If you change the technical user then a change to the application settings of IBM_BPM_DocStoreAdmin is required to allow the new technical user to access the IBM Administrative Console for Content Platform Engine.

Changing the authentication alias

In the deployment environment configuration, you can also change the authentication alias that is mapped to the EmbeddedECMTechnicalUser role. After changing the authentication alias, you must run the updateDocumentStoreApplication admin command to prevent the IBM BPM document store from using the old authentication alias:

AdminTask.updateDocumentStoreApplication('[-deName myDEname]')

Note: If your new authentication alias uses a different user from the original user, you must also follow the instructions in the above section "Changing the technical user."

Reconfiguring the user registry

Authorization to the IBM BPM document store is based on unique IDs. If the IBM BPM document store was initialized during initial server startup, only the same user (with the same unique ID) can manage the IBM BPM document store and access its documents. If you change your user registry configuration (for example, by removing the file-based repository in order to use only an LDAP server in federated repositories), a user with the same user ID and password in LDAP will not have access to the IBM BPM document store. This is also true if you simply delete a user and recreate one with the same user ID. In this situation, you lose access to the IBM BPM document store and you must rollback the configuration change.

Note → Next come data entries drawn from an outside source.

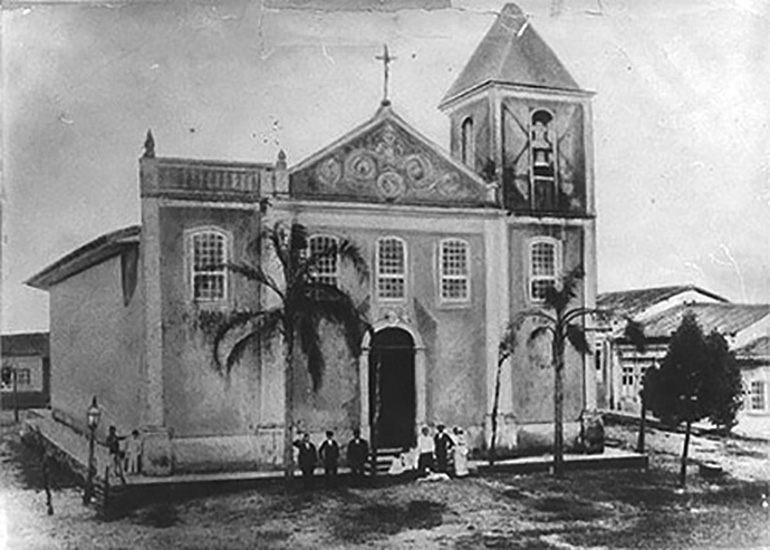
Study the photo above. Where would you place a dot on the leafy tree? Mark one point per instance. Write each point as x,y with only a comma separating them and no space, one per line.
301,304
698,378
558,320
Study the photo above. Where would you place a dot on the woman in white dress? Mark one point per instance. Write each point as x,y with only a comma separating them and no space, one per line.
460,452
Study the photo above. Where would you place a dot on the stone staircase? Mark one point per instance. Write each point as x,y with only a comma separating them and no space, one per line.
384,459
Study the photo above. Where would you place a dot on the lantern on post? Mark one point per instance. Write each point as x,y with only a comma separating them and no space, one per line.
93,415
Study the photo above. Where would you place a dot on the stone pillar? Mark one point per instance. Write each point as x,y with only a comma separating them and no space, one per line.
158,452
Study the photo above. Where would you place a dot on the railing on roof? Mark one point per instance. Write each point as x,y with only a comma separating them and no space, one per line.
182,177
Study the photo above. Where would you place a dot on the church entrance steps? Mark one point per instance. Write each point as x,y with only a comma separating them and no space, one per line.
385,459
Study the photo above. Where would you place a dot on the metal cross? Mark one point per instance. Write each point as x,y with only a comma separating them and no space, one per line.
386,59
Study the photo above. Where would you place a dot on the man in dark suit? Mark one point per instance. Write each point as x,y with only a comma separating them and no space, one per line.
330,454
307,459
358,453
444,445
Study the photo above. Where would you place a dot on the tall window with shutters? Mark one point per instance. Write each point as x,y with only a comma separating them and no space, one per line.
391,268
543,267
324,247
454,271
208,254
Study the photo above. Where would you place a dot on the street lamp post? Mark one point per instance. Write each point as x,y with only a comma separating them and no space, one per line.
93,414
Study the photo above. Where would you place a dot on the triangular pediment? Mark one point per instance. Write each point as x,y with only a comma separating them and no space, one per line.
386,160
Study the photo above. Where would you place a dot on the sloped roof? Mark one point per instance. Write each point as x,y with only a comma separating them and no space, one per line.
631,302
725,318
90,254
25,343
759,348
512,52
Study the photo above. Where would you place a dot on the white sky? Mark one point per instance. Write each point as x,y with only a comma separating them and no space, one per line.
681,116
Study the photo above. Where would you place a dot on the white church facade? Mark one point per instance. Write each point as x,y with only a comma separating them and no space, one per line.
457,244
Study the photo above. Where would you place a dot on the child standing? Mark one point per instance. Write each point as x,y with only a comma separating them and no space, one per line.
134,448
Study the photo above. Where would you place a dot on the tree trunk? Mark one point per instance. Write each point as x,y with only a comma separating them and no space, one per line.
558,405
495,408
642,426
288,416
683,469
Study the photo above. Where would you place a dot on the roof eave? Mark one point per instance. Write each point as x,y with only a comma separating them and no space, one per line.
450,100
92,253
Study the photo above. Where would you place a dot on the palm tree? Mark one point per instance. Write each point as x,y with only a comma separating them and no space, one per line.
504,351
302,303
554,318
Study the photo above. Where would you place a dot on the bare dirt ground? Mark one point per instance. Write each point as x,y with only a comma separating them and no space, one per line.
592,509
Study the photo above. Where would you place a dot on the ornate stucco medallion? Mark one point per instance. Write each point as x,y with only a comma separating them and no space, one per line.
361,166
329,171
419,171
390,185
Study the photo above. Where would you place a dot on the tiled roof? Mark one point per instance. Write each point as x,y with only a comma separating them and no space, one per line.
512,52
86,256
755,349
631,302
725,318
26,343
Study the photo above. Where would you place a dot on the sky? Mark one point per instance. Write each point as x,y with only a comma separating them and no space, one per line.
681,115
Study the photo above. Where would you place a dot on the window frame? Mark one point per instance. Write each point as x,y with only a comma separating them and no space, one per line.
379,276
762,396
551,180
23,376
468,142
557,265
190,237
336,259
442,276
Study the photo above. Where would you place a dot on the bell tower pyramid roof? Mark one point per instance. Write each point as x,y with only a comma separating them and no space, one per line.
512,53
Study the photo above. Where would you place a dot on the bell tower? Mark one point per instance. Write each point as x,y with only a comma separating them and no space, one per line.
519,118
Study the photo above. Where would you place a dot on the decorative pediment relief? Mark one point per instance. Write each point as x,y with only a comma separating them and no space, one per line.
387,163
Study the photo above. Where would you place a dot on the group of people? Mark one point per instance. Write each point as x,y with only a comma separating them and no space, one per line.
441,454
329,454
437,455
126,457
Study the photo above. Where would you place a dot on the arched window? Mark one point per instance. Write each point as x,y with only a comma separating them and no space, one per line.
208,253
324,248
454,270
543,267
542,146
468,144
391,268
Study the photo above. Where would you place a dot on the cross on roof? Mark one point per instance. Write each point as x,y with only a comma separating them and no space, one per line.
386,60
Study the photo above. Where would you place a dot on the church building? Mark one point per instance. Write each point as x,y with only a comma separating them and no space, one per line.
457,244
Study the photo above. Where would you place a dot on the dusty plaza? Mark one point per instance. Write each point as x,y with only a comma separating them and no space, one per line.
409,274
587,509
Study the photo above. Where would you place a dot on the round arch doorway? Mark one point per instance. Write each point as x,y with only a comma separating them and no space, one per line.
392,388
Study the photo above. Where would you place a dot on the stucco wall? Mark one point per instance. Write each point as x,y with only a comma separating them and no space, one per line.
532,375
198,400
452,334
96,346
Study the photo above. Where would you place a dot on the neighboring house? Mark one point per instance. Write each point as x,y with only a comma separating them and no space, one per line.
754,360
618,365
457,244
26,355
745,327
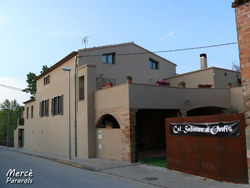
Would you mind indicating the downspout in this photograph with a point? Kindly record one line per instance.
(75, 109)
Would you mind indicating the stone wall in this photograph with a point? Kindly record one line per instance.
(127, 120)
(242, 13)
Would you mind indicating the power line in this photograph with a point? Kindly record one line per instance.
(11, 87)
(167, 51)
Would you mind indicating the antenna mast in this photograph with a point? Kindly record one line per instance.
(85, 40)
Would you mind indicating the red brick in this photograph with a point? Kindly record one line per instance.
(244, 60)
(245, 72)
(245, 26)
(243, 51)
(243, 17)
(245, 55)
(245, 36)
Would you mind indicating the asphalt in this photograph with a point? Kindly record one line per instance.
(157, 176)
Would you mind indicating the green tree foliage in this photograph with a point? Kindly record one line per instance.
(235, 66)
(31, 81)
(31, 87)
(15, 111)
(44, 68)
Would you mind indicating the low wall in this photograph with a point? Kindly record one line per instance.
(108, 143)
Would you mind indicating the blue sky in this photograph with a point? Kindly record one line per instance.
(41, 32)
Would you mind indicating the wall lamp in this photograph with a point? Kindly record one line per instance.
(187, 102)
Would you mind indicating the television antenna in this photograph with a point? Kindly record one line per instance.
(85, 40)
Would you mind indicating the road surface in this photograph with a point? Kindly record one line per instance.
(45, 173)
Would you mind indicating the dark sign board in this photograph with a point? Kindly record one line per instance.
(214, 129)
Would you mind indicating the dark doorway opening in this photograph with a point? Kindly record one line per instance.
(151, 133)
(106, 120)
(20, 138)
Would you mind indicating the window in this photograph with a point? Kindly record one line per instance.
(27, 112)
(44, 108)
(108, 58)
(153, 64)
(57, 105)
(81, 88)
(46, 80)
(31, 113)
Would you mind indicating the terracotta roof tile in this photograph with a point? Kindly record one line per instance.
(237, 3)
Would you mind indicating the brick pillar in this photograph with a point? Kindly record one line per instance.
(128, 152)
(242, 13)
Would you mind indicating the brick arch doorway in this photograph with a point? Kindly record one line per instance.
(107, 119)
(150, 132)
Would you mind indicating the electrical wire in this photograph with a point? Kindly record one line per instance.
(11, 87)
(167, 51)
(147, 52)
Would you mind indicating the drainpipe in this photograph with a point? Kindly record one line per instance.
(75, 109)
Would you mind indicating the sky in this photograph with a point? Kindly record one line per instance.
(34, 33)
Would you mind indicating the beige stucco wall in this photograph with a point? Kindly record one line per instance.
(136, 66)
(85, 114)
(160, 97)
(205, 76)
(110, 143)
(50, 134)
(221, 81)
(193, 79)
(236, 98)
(143, 96)
(112, 97)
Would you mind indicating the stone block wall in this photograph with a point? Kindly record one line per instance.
(242, 13)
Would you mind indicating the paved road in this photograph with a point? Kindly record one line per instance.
(51, 174)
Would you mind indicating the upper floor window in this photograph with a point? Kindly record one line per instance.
(57, 105)
(46, 80)
(44, 108)
(108, 58)
(153, 64)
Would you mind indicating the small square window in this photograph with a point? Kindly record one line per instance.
(108, 58)
(153, 64)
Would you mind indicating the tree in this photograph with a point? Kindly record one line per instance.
(31, 80)
(44, 68)
(235, 66)
(31, 87)
(15, 112)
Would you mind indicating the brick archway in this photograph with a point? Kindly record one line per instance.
(126, 118)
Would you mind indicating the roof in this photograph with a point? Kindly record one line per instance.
(72, 54)
(125, 44)
(237, 3)
(31, 100)
(201, 71)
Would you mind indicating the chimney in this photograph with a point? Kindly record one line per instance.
(203, 58)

Duplicate users are not permitted in federated repositories, which means that you cannot connect to an LDAP server that contains the same users that you have in your file-based repository. You must remove the file-based and add LDAP. A user in LDAP with the same user ID does not have access to the IBM BPM document store. As a result, you may choose to authorize all authenticated users to work with the IBM BPM document store for the duration of reconfiguration (while access has been shut down through the HTTP server).

You can use the special key word #AUTHENTICATED-USERS to authorize all users to the IBM BPM document store who successfully authenticate, as shown in the following example:

AdminTask.maintainDocumentStoreAuthorization('[-deName De1 -add #AUTHENTICATED-USERS]')

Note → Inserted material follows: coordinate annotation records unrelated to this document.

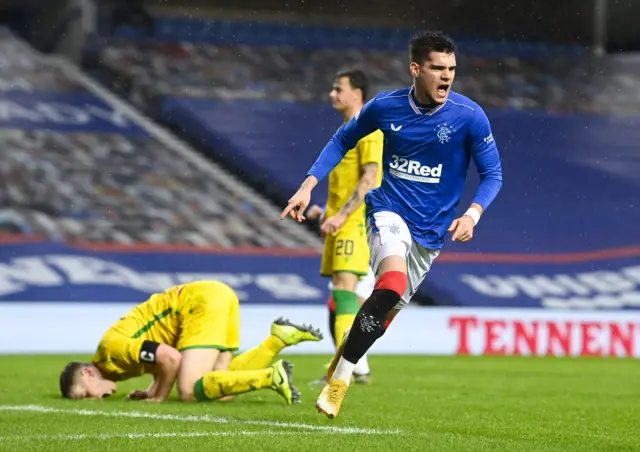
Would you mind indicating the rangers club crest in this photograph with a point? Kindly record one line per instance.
(444, 133)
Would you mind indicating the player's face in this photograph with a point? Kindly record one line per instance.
(433, 78)
(343, 96)
(91, 385)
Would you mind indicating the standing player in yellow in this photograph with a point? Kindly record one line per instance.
(188, 334)
(346, 252)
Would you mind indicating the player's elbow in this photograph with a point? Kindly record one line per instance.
(369, 176)
(168, 358)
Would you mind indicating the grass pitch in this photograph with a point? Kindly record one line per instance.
(413, 403)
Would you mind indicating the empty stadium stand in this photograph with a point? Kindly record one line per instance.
(75, 169)
(560, 234)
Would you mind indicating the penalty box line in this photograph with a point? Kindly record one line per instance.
(199, 418)
(110, 436)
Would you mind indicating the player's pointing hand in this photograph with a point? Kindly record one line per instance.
(462, 229)
(297, 205)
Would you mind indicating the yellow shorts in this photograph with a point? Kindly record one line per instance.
(346, 251)
(210, 317)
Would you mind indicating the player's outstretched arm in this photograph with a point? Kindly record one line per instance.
(344, 139)
(487, 159)
(365, 184)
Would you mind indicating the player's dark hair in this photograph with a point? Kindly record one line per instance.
(357, 79)
(424, 42)
(67, 376)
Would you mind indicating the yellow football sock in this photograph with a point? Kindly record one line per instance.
(221, 383)
(346, 310)
(258, 357)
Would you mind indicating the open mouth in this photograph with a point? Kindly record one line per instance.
(443, 89)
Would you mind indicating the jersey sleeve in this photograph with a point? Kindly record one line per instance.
(484, 152)
(120, 358)
(370, 148)
(344, 139)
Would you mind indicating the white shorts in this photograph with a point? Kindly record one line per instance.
(365, 285)
(389, 235)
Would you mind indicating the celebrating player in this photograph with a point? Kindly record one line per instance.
(346, 253)
(186, 333)
(431, 133)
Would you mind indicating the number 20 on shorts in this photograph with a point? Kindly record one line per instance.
(344, 247)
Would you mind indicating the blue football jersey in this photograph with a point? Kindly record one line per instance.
(425, 159)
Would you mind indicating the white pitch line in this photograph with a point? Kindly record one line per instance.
(107, 436)
(203, 418)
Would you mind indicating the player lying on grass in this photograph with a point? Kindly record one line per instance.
(186, 334)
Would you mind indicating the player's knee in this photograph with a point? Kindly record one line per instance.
(395, 281)
(186, 391)
(344, 281)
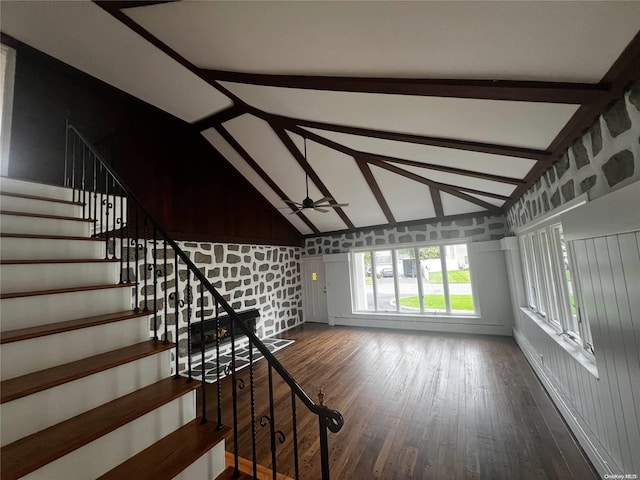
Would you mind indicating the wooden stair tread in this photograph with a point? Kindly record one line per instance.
(172, 454)
(55, 291)
(246, 468)
(44, 199)
(30, 453)
(44, 215)
(228, 475)
(24, 385)
(59, 327)
(50, 237)
(58, 260)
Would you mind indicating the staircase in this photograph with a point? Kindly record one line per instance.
(85, 392)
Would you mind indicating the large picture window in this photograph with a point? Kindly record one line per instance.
(423, 279)
(550, 286)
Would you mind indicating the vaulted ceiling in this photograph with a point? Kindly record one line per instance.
(411, 111)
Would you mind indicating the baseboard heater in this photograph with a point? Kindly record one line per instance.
(247, 317)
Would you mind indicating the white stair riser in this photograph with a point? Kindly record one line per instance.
(208, 466)
(107, 452)
(36, 412)
(11, 185)
(43, 226)
(36, 310)
(31, 205)
(44, 248)
(30, 277)
(18, 358)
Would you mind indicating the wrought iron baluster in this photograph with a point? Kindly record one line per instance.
(294, 422)
(202, 341)
(66, 152)
(188, 301)
(218, 388)
(121, 220)
(234, 396)
(254, 461)
(84, 193)
(146, 266)
(272, 424)
(176, 309)
(136, 263)
(166, 287)
(106, 208)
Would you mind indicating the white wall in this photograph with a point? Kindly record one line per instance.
(601, 402)
(488, 267)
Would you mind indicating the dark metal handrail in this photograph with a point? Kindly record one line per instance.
(83, 159)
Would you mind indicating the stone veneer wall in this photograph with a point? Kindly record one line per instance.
(604, 159)
(248, 276)
(476, 229)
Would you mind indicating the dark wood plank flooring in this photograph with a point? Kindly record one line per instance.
(416, 406)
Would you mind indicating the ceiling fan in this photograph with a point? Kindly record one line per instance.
(307, 203)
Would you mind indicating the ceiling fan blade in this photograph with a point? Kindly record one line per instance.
(325, 199)
(333, 205)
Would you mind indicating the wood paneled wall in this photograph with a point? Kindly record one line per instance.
(190, 188)
(601, 403)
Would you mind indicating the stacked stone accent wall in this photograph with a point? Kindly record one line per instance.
(476, 229)
(266, 278)
(605, 158)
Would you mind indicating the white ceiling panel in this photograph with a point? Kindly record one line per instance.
(467, 160)
(524, 124)
(250, 174)
(408, 200)
(463, 181)
(456, 206)
(343, 179)
(261, 142)
(528, 40)
(493, 201)
(84, 36)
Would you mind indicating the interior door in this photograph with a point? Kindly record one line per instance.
(314, 290)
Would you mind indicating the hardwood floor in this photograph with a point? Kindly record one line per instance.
(416, 406)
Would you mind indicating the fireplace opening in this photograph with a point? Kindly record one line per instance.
(247, 317)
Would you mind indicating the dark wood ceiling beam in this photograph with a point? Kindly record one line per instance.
(518, 91)
(437, 202)
(219, 118)
(356, 153)
(494, 149)
(375, 189)
(442, 168)
(431, 183)
(122, 4)
(253, 164)
(293, 150)
(408, 223)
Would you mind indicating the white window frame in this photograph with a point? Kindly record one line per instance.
(445, 279)
(546, 286)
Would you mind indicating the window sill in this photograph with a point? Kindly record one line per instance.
(588, 362)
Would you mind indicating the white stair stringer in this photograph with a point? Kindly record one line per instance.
(11, 185)
(34, 310)
(13, 203)
(25, 224)
(17, 358)
(108, 451)
(22, 248)
(35, 412)
(45, 276)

When all users are allowed to communicate with the document store, remove the user or group that is going to be deleted from the user repository.

After this configuration has been completed, you can safely re-configure your user registry without losing access to the IBM BPM document store. After the configuration change is complete and the cell is restarted, you can authorize a new user and remove the #AUTHENTICATED-USERS entry.

Security configuration for IBM BPM content store

The IBM BPM content store is used for document attachments and case management applications. You can only develop case management applications with IBM Business Process Manager Advanced. When you add or remove an administrator, many objects and metadata need to be updated. For better efficiency, you should create a Lightweight Directory Access Protocol (LDAP) group as an administrator. Then you can use the LDAP and directory tools to add and remove administrators as needed; that is, by managing the LDAP group membership.